En la película suena de fondo “Knocking on Heaven’s Door” cuando un vaquero herido de muerte llama a las puertas del Cielo y le dicen que no encuentran sitio para él. Sale incluso el mismísimo Bob Dylan disfrazado de pistolero, chupando cámara para darle un empujón comercial a la película. Es todo muy raro... Menos mal que la Wikipedia siempre está a mi lado en los momentos más aburridos de la cinefilia, y que puedo ir leyendo en ella la historia real de Pat Garrett y Billy el Niño para llevarme al menos un aprendizaje a la cama: el salvajismo de estos psicópatas convertido en mito y en atracción para los turistas que vienen de Dakota.
Sabía que iba a perder el tiempo y sin embargo lo perdí. ¿Por qué? Pues porque soy gilipollas, claro. Porque a veces pienso que la culpa es mía y no de las películas. Porque recaigo en la idea de que soy yo el defectuoso, el insensible, el cinéfilo que no aprecia lo que otros sí saben apreciar. El farsante. Es una fustigación idiota, pero me fustigo.

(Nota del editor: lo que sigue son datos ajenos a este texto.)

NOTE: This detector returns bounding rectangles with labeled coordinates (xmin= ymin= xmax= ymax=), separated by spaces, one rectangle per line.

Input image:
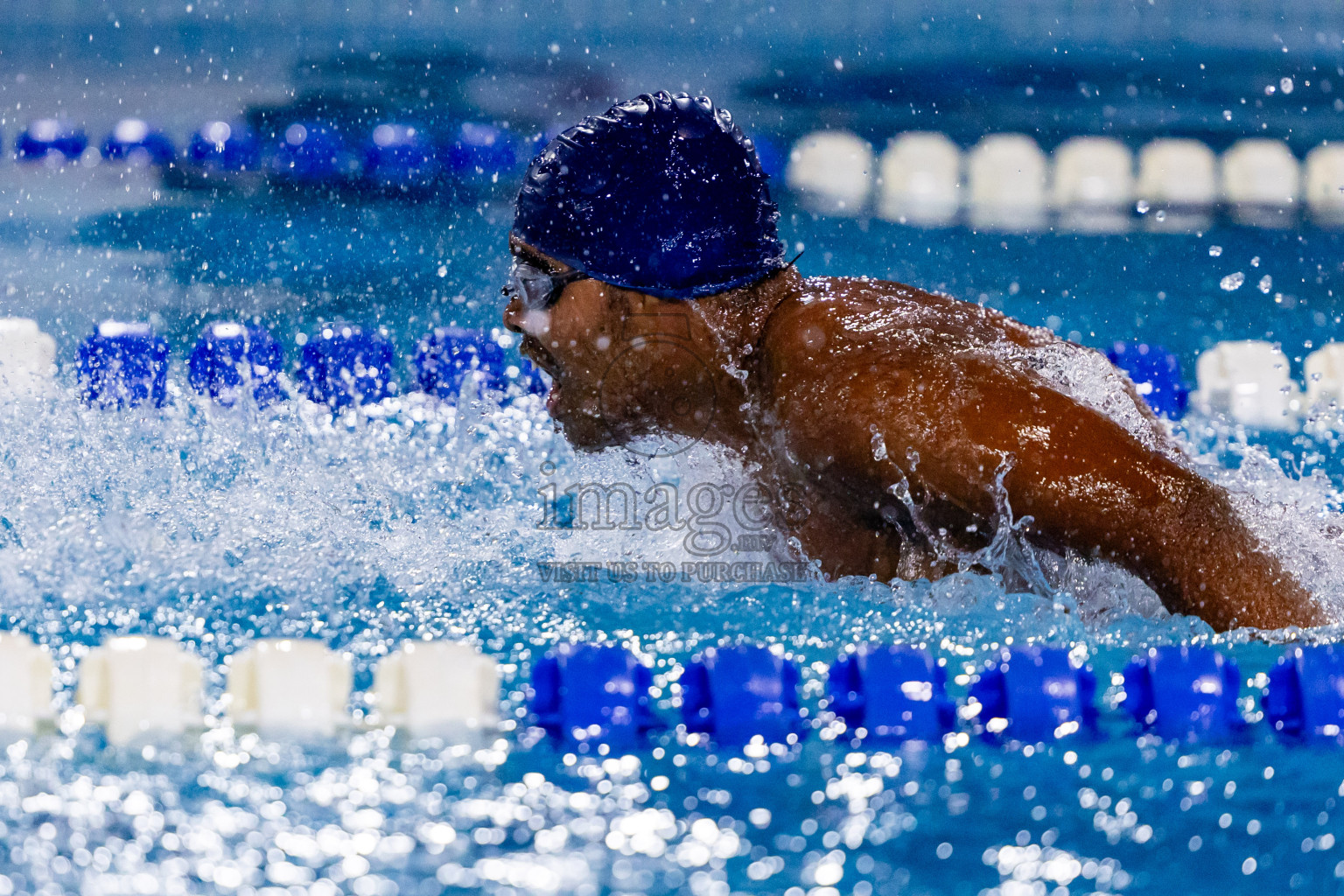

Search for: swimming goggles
xmin=502 ymin=262 xmax=590 ymax=312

Lo que pasa es que en las ondas electromagnéticas llevaban semanas dando la matraca con Sam Peckinpah. Debe de ser el aniversario de su muerte, o de su nacimiento, no sé. Carlos Boyero contaba el otro día que una vez salió de copas con Peckinpah por los bares de Madrid. Boyero hablaba de su alcoholismo, de su mala uva, de su carácter pendenciero, y de cómo reflejaba todo eso en sus westerns crepusculares y en sus películas ultraviolentas. Y en un momento dado, seducido sin motivo alguno, me propuse rescatar las mismas películas que ya había visto de joven y que apenas me dejaron una imagen suelta o un tiroteo tempestuoso.
No soy yo, quiero decir, sino las malas compañías.